Quantum Tunneling: From Theory to Error-Mitigated Quantum Simulation
Sorana Catrina, Alexandra Băicoianu
TL;DR
This work develops and demonstrates an end-to-end workflow for simulating quantum tunneling on quantum hardware, integrating theory, hardware-aware circuit design, and error mitigation. By discretizing space and time, employing Suzuki–Trotter decomposition, and using the Quantum Fourier Transform to switch to momentum space, the authors implement kinetic and potential operators and prepare Gaussian initial states within a hardware-conscious framework. They show that Zero Noise Extrapolation and Readout Error Mitigation substantially improve results on real devices, achieving transmission probabilities within a small margin of the ideal and using multiprogramming to maximize chip utilization. The extended experiments with 2- and 6-qubit setups illustrate the method's scalability and provide practical guidelines for hardware-aware quantum simulations in the NISQ era, with broad implications for quantum chemistry and open-system dynamics.
Abstract
Ever since the discussions about a possible quantum computer arised, quantum simulations have been at the forefront of possible utilities and the task of quantum simulations is one that promises quantum advantage.

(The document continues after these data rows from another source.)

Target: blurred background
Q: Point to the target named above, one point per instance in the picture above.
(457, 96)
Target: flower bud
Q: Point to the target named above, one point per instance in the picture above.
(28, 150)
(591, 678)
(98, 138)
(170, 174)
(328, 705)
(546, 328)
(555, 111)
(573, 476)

In recent years, simulations of large molecules through VQE or dynamics of many-body spin Hamiltonians may be possible, and even able to achieve useful results with the use of error mitigation techniques. Simulating smaller models is also important, and currently, in the NISQ (Noisy intermediate-scale quantum) era, it is easier and less prone to errors. This current study encompasses the theoretical background and the hardware aware circuit implementation of a quantum tunneling simulation. Specifically, this study presents the theoretical background needed for such implementation and highlights the main steps of development. Building on classic approaches of quantum tunneling simulations, this study improves the result of such simulations by employing error mitigation techniques (ZNE and REM) and uses them in conjunction with multiprogramming of the quantum chip for solving the hardware under-utilization problem that arises in such contexts. Moreover, we highlight the need for hardware-aware circuit implementations and discuss these considerations in detail to give an end-to-end workflow overview of quantum simulations.